“So you represent Success,” he exclaimed. “Well, I am pleased to have you call. Success pays few calls, you know. Ordinarily, we have to pursue it and make great efforts to keep it from eluding us.”
Mr. Mansfield made this remark with a quizzical, yet half-tired smile, as if he had himself found the chase exhausting.
HOW TO FIND SUCCESS.
“Yes,” he went on, “success is a most fleet-footed—almost a phantom—goddess. You pursue her eagerly and seem to grasp her, and then you see her speeding on in front again. This is, of course, because one is rarely satisfied with present success. There is always something yet to be attained. To speak personally, I never worked harder in my life than I am working now. If I should relax, I fear that the structure which I have built up would come tumbling about my ears.
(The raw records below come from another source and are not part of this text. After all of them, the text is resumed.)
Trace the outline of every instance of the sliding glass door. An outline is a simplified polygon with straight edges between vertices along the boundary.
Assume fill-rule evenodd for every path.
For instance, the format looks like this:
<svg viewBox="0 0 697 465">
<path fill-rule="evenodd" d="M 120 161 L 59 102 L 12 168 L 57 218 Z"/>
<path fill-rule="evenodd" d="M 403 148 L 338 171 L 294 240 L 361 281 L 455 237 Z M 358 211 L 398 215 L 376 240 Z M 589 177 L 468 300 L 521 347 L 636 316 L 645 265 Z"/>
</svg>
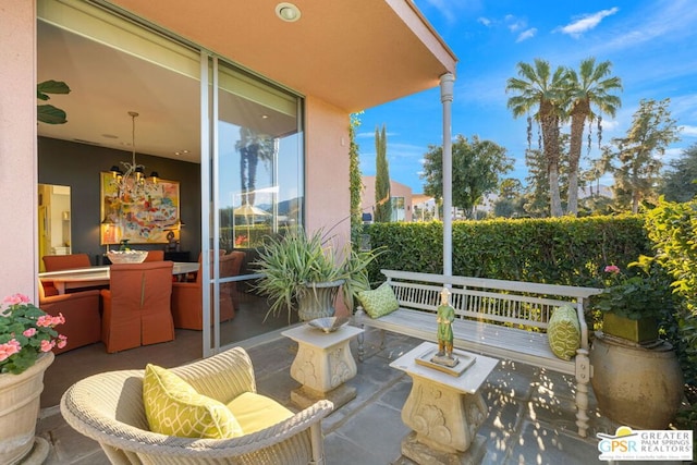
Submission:
<svg viewBox="0 0 697 465">
<path fill-rule="evenodd" d="M 257 250 L 303 223 L 302 100 L 216 57 L 201 59 L 201 198 L 210 267 L 212 352 L 272 331 L 255 291 Z M 204 86 L 203 86 L 204 87 Z M 206 195 L 205 195 L 206 194 Z M 232 311 L 231 311 L 232 309 Z M 204 326 L 206 327 L 206 325 Z"/>
</svg>

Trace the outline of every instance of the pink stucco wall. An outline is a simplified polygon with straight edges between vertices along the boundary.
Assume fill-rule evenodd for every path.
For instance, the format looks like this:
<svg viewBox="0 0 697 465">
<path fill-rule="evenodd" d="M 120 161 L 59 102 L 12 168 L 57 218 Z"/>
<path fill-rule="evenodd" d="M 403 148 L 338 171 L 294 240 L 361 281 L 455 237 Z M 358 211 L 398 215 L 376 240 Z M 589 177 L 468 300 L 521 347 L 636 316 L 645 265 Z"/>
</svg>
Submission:
<svg viewBox="0 0 697 465">
<path fill-rule="evenodd" d="M 0 0 L 0 298 L 36 299 L 35 2 Z"/>
<path fill-rule="evenodd" d="M 351 232 L 348 219 L 348 113 L 307 97 L 305 225 L 332 229 L 341 241 Z"/>
</svg>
It is my desire to advance my standard every year,—to plant it higher up on the hill, and to never yield a foot of ground. This requires constant effort. I find my reward, not in financial returns, for these are hardly commensurate with the outlay of labor; nor in the applause of others, for this is not always discriminative or judicious; but in the practice of my art. This suggests what, it seems to me, is the true secret of success.
“Love your work; then you will do it well. It is its own reward, though it brings others. If a young man would rather be an actor than anything else, and he knows what he is about, let him, by all means, be an actor. He will probably become a good one. It is the same, of course, in many occupations. If you like your work, hold on to it, and eventually you are likely to win. If you don’t like it, you can’t be too quick in getting into something that suits you better.”
HE BEGAN AS A DRY GOODS CLERK.
“I began as a dry goods clerk in Boston, and was a very mediocre clerk. Afterward I became a painter in London, and was starving at that. Finally, like water, I found my level in dramatic art.”
The thing about Mr. Mansfield which most inspires those who come in contact with him is his wonderful store of nervous energy. It communicates itself to others and makes them keen for work.
“I cannot talk with him five minutes,” said his business representative, “before I want to grab my hat and ‘hustle’ out and do about three days’ work without stopping. For persons who have not, or cannot absorb, some of his own electric spirit, he has little use. He is a living embodiment of contagious energy.”
His performances before audiences constitute a comparatively small portion of his work. It is in his elaborate and painstaking preparation that the labor is involved, and it is to this—to the minute preliminary care that he gives to every detail of a production,—that his fine effects and achievements before the footlights are, in considerable measure, due.